Israel’s credit rating could take a hit due to judicial shakeup, major agency warns

Top S&P official says weakening of institutions, checks and balances could have significant effects, as could new hardline policies in West Bank that may increase instability

View of the Supreme Court as seen from a rooftop in Jerusalem on September 7, 2018. (Yonatan Sindel/Flash90)
View of the Supreme Court as seen from a rooftop in Jerusalem on September 7, 2018. (Yonatan Sindel/Flash90)

Credit rating agency Standard & Poor’s (S&P) has warned that the new Israeli government’s plans for radical judicial reform as well as its hardline policies in the West Bank could negatively affect the country’s rating.

The agency’s Director of Global Ratings Maxim Rybnikov told Reuters: “If the announced judicial system changes set a trend for weakening Israel’s institutional arrangements and existing checks and balances this could in the future present downside risks to the ratings.”

However, he added, “we are not there yet.”

Rybnikov also said that “the primary concern for us would be the… security situation which could be undermined in a scenario of more hardline policies.”

“Hardline rhetoric that undermines the fragile situation in the West Bank could generate risks,” he noted.

“If we see more protests, this is not going to be good news also for the economy.”

The hard-right government led by restored Prime Minister Benjamin Netanyahu has vowed to enact a sweeping judicial overhaul that would severely limit court oversight of the government and give the coalition broad control over judicial appointments.

On Thursday, Supreme Court President Esther Hayut denounced the plan as one that would deal a “fatal blow” to the country’s democratic identity, give the Knesset a “blank check” to pass any legislation it pleases — even in violation of basic civil rights — and deny the courts the tools needed to serve as a check on executive power.

Supreme Court Chief justice Esther Hayut speaks at a conference of the Israeli Association of Public Law on January 12, 2023. (Screencapture/

Earlier this week, Rybnikov told the Calcalist newspaper that “If, contrary to the previous situation, the institutional system in Israel enters a consistent path of weakening, including damage to the system of checks and balances, and political power is concentrated too much in the hands of one person or one group, the public debate will also be damaged and it will lead to fiscal policy being less responsible — not just for one year, but become a feature of policymaking.

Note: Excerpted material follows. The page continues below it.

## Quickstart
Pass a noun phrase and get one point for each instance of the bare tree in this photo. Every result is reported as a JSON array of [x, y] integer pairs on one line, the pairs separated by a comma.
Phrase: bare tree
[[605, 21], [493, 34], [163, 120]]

All of these things could become a real rating risk.”

For this reason, he said, “We’re closely following developments around the Supreme Court and the potential implications of these changes. This is not good news for that institutional system that certain laws are changed in such a way to suit specific people in certain positions.”

In the West Bank, the new government has adopted a position in favor of annexing the territory or parts of it — though this is seen as a largely declarative policy for now — while appointing the far-right’s Itamar Ben Gvir and Bezalel Smotrich to key positions in charge of enforcement mechanisms in the territory.

In November, S&P had announced it was keeping Israel’s favorable rating unchanged at AA- with a “stable” outlook.

The agency assessed that Israel’s economy grew by a strong six percent in 2022, but that global economic trends would hamper growth in 2023, and Israel’s GDP will grow by an estimated 2% this year.

Israel, along with much of the rest of the world, continues to grapple with inflation. The bank has hiked benchmark interest rates as inflation in Israel has spiked.

In its analysis, S&P praised Israel’s “wealthy and resilient economy” as a rationale for its favorable credit rating, but said such assessments “remain constrained by significant domestic and regional political and security risks.”

Israel’s economy has proved resilient in the face of uncertainty and instability in recent years. The economy, driven by high value-added IT-related service exports, registered only a mild contraction of 1.9% in real terms in 2020 at the onset of the COVID-19 pandemic, and then grew by a strong 8.6% in 2021, S&P said.

While economic growth will stagnate in 2023, S&P expects a rebound in 2024 and 2025.

Domestically, S&P said it expects household budgets to “suffer from higher inflation, the tightening of Israel’s monetary policy, and the effect of rapid house price growth on housing affordability.”

Housing prices are up 19% from 2021 and the Consumer Price Index — a measure of inflation that tracks the average cost of household goods like food, clothing, and transportation — has been steadily increasing.

“We expect the government may be under pressure to adopt additional spending measures that would soften the effect on living standards in the coming months,” the agency said.

Ricky Ben-David contributed to this report.